First John 4:7-11 gives us this classic statement with respect to the love of God:
Beloved, let us love one another, for love is from God, and whoever loves has been born of God and knows God. Anyone who does not love does not know God, because God is love…. In this is love, not that we have loved God, but that he loved us and sent his only Son to be the propitiation for our sins. Beloved, if God so loved us, we also ought to love one another.
Here the Apostle grounds his admonition for Christians to love one another in the very character of God. “Love is from God,” he tells us. What he means is that Christian love comes from God Himself. This love is not natural to fallen humanity. It originates in God and is a divine gift to His people. When we are transformed by the power of the Holy Spirit, we are given a capacity for this supernatural love that has God as its source and foundation. When John says that “whoever loves has been born of God and knows God,” he is not teaching that every human being who loves another is therefore born of God. The kind of love of which he speaks comes only from regeneration. Without the Holy Spirit’s transformation of the human heart, no one has this capacity for love. No unregenerate person has this kind of love, and no regenerate person lacks such love. Therefore, a person who does not have the ability to love in the way John describes has not been born again. “Anyone who does not love [in this manner] does not know God.”

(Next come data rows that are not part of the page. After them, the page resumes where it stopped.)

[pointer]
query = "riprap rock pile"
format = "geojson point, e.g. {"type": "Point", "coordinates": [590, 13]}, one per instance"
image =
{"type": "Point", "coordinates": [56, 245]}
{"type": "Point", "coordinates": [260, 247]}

John does not stop there. Not only is love from God but God is love. Note that John does not use the word is as an equals sign. We cannot reverse the subject and the predicate in God is love and say love is God. John is not making a crass identification between love and God so that anyone who has a romantic feeling in his heart or any affection for another person has thereby encountered God. When he says God is love, he’s using a bit of hyperbole. In other words, love is such an intimate aspect or attribute of the character of God, that you can, in a manner of speaking, say that He is love. Any view of Him that neglects to include within it this profound sense of divine love is a distortion of who God is.